I’m going to do another profile with an uglier guy soon and post it here. But to make a morphable photo, the guy has to have a pic looking into the sun.

I morph with the glasses. Even if I did glasses kill any chance a chadlite has on tinder.


----------



## Deleted member 16134 (Dec 12, 2021)

He didn't look Indian in the beginning


----------



## Pakicel (Dec 12, 2021)

wallace said:


> I’m going to do another profile with an uglier guy soon and post it here. But to make a morphable photo, the guy has to have a pic looking into the sun.
> 
> I morph with the glasses. Even if I did glasses kill any chance a chadlite has on tinder.


Nah. It doesn't have to be that way. Boils down to skull shape, ratios and pheno. You'd have to change the pheno of the truecel I posted and then morph away his bug eyes (very hard to do). You are better off splicing his face with some good looking dude but tbh any retard could do and the end result looks too fake.


----------



## Pakicel (Dec 12, 2021)

resentfulincel said:


> He didn't look Indian in the beginning


Cope. He looked curry. I swear this stereotype that every south asian dude looks like apu needs to die. This dude for reference is also south asian:






Not white or even half white. 100 % curry. It's not even that uncommon.
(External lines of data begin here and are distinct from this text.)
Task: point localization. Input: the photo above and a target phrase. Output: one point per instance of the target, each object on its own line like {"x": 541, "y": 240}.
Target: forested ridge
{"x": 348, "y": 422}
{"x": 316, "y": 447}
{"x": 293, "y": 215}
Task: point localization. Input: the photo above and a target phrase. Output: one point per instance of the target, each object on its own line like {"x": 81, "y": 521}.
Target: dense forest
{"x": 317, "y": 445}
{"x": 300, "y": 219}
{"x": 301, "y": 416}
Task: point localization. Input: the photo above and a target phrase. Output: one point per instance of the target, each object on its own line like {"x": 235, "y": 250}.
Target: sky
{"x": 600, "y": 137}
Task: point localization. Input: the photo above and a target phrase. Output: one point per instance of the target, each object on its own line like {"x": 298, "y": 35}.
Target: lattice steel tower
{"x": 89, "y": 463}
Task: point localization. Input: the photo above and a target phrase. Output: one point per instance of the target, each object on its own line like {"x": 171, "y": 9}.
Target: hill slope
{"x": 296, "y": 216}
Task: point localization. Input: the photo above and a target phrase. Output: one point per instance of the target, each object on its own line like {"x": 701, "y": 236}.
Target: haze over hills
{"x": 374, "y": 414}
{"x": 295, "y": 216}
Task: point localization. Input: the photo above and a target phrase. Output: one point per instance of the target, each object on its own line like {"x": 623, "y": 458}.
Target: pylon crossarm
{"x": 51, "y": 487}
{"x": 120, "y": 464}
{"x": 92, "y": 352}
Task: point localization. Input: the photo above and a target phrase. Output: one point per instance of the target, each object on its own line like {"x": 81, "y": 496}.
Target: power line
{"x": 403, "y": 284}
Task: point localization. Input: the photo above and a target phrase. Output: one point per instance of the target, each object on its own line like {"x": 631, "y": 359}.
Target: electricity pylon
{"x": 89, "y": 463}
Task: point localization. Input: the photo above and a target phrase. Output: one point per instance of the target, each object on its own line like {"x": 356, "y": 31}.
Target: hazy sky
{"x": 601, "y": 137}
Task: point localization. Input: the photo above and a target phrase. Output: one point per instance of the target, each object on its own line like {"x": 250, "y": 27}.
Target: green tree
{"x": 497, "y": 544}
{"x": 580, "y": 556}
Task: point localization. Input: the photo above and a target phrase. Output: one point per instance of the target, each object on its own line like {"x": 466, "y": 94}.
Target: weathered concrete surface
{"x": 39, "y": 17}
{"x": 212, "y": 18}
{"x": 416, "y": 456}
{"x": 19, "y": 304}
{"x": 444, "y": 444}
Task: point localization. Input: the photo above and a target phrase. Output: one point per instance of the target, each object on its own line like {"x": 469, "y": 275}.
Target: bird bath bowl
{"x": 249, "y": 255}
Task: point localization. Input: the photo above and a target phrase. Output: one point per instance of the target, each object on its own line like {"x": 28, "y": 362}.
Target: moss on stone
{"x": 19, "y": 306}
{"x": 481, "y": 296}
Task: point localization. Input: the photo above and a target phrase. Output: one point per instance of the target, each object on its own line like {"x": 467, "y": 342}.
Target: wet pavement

See dudes like this all the time. He's a legit light skin curry not people like @USER0213.


----------



## Deleted member 16134 (Dec 12, 2021)

Pakicel said:


> Cope. He looked curry. I swear this stereotype that every south asian dude looks like apu needs to die. This dude for reference is also south asian:
> 
> View attachment 1439812
> 
> ...


99 percent of Indians don't look like him


----------



## Pakicel (Dec 12, 2021)

resentfulincel said:


> 99 percent of Indians don't look like him


Cope. The average curry doesn't. But I'd say 1 in 5 dudes where I live, have the same pheno. I'd still be able to identify him as curry. He's only white to braindead tinder foids. Anyone with good knowledge of phenos could tell he's not white.


----------



## Deleted member 16134 (Dec 12, 2021)

Pakicel said:


> Cope. The average curry doesn't. But I'd say 1 in 5 dudes where I live, have the same pheno. I'd still be able to identify him as curry. He's only white to braindead tinder foids. Anyone with good knowledge of phenos could tell he's not white.


Where do u live


----------



## Midgetcel (Dec 12, 2021)

those shit apps make u look better than u trully are, if you apply the filter multiple times it makes you closer to a gigachad, the bad part is that it makes you darker with each filter you apply


----------



## Pakicel (Dec 12, 2021)

resentfulincel said:


> Where do u live


Karachi, Pakistan. Western part of the subcontinent.


----------



## Deleted member 16134 (Dec 12, 2021)

Pakicel said:


> Karachi, Pakistan. Western part of the subcontinent.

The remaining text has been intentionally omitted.